Lo arrastró el río hasta donde las piedras y la basura lo detienen todo. Era mi amigo, ojos grandes, y el sol sobre su espalda. Un mordisco, dos o tres tal vez, las manos rígidas ¿sosteniendo algo invisible?, no sé. Antes de esa noche se despidió bebiendo hasta la última gota, ¿cómo lo hizo o por qué? Su ansiedad y ánimo frío quizás lo aconsejaron. Los días y la ciudad hace rato le parecían grotescas circunstancias, un Dédalo sin salida, me llamaba a horas desconcertantes, a veces ponía música, otras veces leía durante horas, versos que sepultan o desentierran, total todos terminaremos cultivando malvas bajo tierra. Metió una moneda en el teléfono público y me dijo:

-Hasta mañana en el puente, donde siempre, en las sopaipillas de Santa María.

-Vale, mañana te veo, descansa y no le des tanto a la cabeza, sopla el ruido.

Nos juntamos en el puente de Pio Nono a las 9, después de un abrazo y comernos un par de sopaipillas con mostaza y pebre caminamos por Pio Nono, entre la gente, y doblamos a la derecha por Dardignac y subimos hacia Constitución. Mientras caminábamos ese breve trayecto rumbo al boliche me dijo:

-¿No sientes en el cuerpo una extraña sensación de crepúsculo eterno, como si nunca cambiara la hora y que entre la bajada de la oscuridad y el sol hubiese una complicidad implacable?

-No lo veo tan así, ya me cuentas con más detalles, no te veo muy iluminado, estás en modo ocaso. Las penumbras no son buenas, tomémonos algo, te relajará.

-No me escuchas, es porque no lo sientes, estamos ahora en ella.

-Porque es de noche.

-Eso es, es siempre igual…

Nos detuvimos en el boliche, restaurante Galindo, un viejo local de la Chimba, regentada por Galindo Acevedo su dueño, quien en los años 80 y en plena dictadura hirió con su escopeta a dos conocidos artistas emergentes que estaban grafiteando la fachada de su local. Fue durante un toque de queda, dejaban un mensaje que quedó inconcluso, una desafortunada performance que desapareció de la hemeroteca. Galindo se granjeó el sobrenombre de Huaso facho.

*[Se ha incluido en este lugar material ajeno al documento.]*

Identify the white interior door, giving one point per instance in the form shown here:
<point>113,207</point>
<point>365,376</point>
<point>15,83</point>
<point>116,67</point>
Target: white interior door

Era un lugar popular de comida de campo y de náufragos bohemios y borrachos a secas, cada uno con sus historias contadas a través del vaso, ojos de buey con vistas a un pasado fantasioso en algún lugar del mundo.

Para acceder al único baño después de beber a destajo, había que esquivar a los habitués, cruzar por debajo de la barra, donde algunos borrachos no superaban la prueba y eran barridos a escobazos. Luego de cruzar, uno llegaba inmediatamente a la cocina donde también estaba el baño. Junto a la precaria puerta de este había sacos de papas y cebollas apilados. Sobre las papas dormía un gato y se podían ver los fogones de la cocina y la gente trabajando, una mujer desgranando porotos mientras veía la teleserie y otras revolviendo ollas enormes de aluminio donde preparaban sus apreciados platos y sándwiches, como si estuvieran en su casa, los mozos entraban y salían, tenían buenas rodillas para sortear la barra, algunos también caían.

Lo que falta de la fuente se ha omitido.